Study on the Mechanism for Guaranteeing the Right to Automated Processing of Personal Information in Environmental Governance
DOI:
https://doi.org/10.70917/ijcisim-2026-1797Keywords:
k-anonymization; peak density clustering; personal information privacy protection; environmental governanceAbstract
Aiming at the privacy risk brought by the automated processing of personal information in environmental governance, this paper proposes a set of systematic rights protection mechanisms. Firstly, the kernel principal component analysis method is used to reduce the dimensionality of information attributes by reducing the dimensionality and noise reduction of personal information.
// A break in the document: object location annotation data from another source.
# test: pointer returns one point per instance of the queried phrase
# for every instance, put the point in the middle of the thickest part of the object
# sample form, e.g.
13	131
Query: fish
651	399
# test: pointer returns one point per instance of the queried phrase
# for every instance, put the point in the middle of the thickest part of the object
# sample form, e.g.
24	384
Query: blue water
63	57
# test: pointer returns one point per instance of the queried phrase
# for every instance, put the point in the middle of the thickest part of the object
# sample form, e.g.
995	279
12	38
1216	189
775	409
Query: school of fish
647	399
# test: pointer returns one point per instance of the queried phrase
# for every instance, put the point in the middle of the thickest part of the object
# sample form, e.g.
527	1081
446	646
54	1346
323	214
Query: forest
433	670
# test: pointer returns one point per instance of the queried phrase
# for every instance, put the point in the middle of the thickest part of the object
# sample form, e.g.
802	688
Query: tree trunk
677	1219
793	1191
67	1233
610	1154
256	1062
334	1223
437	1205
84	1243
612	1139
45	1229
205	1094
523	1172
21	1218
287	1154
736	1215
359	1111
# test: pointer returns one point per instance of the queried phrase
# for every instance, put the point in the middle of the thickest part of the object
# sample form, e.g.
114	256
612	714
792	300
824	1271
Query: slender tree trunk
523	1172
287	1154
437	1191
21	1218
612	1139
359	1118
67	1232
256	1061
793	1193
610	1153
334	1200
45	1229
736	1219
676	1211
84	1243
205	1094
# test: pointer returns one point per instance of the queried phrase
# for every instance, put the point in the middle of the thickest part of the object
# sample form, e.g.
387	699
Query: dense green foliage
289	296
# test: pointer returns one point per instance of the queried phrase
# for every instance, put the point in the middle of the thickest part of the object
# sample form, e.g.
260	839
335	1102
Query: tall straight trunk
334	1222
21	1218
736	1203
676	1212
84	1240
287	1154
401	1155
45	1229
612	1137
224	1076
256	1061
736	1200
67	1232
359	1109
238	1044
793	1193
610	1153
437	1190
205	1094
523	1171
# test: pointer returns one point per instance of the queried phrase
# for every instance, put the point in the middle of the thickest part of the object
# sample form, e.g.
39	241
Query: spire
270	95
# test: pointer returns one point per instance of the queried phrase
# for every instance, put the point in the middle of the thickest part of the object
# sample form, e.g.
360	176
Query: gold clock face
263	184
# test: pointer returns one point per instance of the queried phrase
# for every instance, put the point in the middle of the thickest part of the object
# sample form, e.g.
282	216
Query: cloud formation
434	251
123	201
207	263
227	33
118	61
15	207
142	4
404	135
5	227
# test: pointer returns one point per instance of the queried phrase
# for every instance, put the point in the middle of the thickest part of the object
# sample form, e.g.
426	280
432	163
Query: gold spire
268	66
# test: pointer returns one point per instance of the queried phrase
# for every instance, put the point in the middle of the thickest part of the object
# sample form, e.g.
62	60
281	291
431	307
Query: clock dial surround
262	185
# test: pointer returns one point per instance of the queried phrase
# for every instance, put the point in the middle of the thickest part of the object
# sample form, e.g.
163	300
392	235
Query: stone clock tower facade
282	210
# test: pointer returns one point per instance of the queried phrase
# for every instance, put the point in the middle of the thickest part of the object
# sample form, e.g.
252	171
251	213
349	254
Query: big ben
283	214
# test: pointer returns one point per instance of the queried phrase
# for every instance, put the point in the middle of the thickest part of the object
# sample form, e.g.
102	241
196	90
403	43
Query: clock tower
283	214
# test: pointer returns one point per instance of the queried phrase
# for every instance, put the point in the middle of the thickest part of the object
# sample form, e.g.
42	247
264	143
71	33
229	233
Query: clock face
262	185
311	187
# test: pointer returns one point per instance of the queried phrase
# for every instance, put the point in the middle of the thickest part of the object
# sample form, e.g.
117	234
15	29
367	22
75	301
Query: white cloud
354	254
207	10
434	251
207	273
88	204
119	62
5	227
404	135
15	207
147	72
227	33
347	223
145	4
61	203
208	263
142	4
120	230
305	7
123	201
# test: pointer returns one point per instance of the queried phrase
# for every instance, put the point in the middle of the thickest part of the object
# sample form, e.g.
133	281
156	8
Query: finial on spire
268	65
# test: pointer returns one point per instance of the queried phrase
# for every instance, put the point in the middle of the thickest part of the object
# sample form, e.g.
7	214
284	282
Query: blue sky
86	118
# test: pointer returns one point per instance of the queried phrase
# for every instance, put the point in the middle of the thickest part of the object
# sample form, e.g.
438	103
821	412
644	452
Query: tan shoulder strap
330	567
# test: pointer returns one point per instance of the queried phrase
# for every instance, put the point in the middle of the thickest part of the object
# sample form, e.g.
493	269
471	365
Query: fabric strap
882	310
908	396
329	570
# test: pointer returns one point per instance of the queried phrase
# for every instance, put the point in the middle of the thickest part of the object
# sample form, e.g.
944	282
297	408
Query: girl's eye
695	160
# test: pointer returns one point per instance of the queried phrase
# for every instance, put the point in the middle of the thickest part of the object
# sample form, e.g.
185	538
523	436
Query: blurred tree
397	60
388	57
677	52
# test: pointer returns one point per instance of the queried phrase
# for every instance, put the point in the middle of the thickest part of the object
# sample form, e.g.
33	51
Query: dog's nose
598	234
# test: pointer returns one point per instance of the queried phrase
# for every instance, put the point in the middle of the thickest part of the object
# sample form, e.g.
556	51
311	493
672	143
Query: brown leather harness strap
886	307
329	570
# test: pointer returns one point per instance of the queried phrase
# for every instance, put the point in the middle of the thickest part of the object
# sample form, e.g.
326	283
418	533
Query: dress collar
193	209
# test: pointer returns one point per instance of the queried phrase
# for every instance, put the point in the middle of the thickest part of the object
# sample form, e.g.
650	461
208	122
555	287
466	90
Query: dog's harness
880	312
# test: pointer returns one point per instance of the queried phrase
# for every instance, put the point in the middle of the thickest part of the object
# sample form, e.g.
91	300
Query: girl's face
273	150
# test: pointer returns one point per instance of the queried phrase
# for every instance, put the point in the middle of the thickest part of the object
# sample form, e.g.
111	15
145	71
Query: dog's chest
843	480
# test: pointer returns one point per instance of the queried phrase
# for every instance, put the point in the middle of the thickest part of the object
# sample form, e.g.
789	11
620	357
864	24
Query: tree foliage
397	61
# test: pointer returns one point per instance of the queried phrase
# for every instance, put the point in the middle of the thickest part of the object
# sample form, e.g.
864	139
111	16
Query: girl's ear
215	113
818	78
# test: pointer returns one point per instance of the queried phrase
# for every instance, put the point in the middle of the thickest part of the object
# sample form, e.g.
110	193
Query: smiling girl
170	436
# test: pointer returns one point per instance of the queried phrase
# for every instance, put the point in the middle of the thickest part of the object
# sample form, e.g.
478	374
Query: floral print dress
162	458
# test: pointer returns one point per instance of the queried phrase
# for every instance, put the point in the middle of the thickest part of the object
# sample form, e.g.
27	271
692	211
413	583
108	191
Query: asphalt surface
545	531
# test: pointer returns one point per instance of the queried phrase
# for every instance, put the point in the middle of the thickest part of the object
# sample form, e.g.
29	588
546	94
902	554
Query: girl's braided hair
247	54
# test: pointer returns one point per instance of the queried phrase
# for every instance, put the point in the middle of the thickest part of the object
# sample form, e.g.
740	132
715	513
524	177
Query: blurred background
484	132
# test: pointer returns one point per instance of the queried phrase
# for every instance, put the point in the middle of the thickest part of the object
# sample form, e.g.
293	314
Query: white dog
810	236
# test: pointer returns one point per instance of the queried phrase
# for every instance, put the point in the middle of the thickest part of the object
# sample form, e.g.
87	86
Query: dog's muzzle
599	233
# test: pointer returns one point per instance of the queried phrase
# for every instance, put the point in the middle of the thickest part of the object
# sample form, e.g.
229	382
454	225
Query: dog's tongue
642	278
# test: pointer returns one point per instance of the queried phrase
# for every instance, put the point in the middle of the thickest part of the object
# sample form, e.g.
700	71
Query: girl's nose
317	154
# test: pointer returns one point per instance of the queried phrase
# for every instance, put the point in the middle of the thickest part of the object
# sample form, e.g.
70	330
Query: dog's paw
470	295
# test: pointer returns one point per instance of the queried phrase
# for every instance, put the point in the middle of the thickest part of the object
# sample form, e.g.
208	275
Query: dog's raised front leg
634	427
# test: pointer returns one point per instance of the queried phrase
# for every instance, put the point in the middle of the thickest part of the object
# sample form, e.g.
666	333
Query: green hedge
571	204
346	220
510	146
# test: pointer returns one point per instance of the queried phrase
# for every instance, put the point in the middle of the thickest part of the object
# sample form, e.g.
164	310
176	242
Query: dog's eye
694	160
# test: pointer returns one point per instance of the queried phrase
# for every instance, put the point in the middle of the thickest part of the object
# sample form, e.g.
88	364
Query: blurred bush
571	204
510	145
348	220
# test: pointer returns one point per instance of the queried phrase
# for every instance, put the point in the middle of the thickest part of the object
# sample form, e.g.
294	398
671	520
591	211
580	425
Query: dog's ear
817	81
Then based on the privacy protection technique of stream cipher, the peak density clustering (CFSFDP) algorithm is introduced to improve the k -TBM anonymization algorithm, and a privacy protection method based on the k-TBM anonymization model of CFSFDP (CFSFDP-k-TBM) is designed. Finally, this paper conducts experimental tests on the CFSFDP-k-TBM algorithm, and compares and analyzes it. The test results show that CFSFDP-k-TBM algorithm has more effective privacy protection effect while ensuring users' personalized privacy needs. Therefore CFSFDP-k-TBM based anonymization model is an applicable privacy protection method for personal information in environmental governance.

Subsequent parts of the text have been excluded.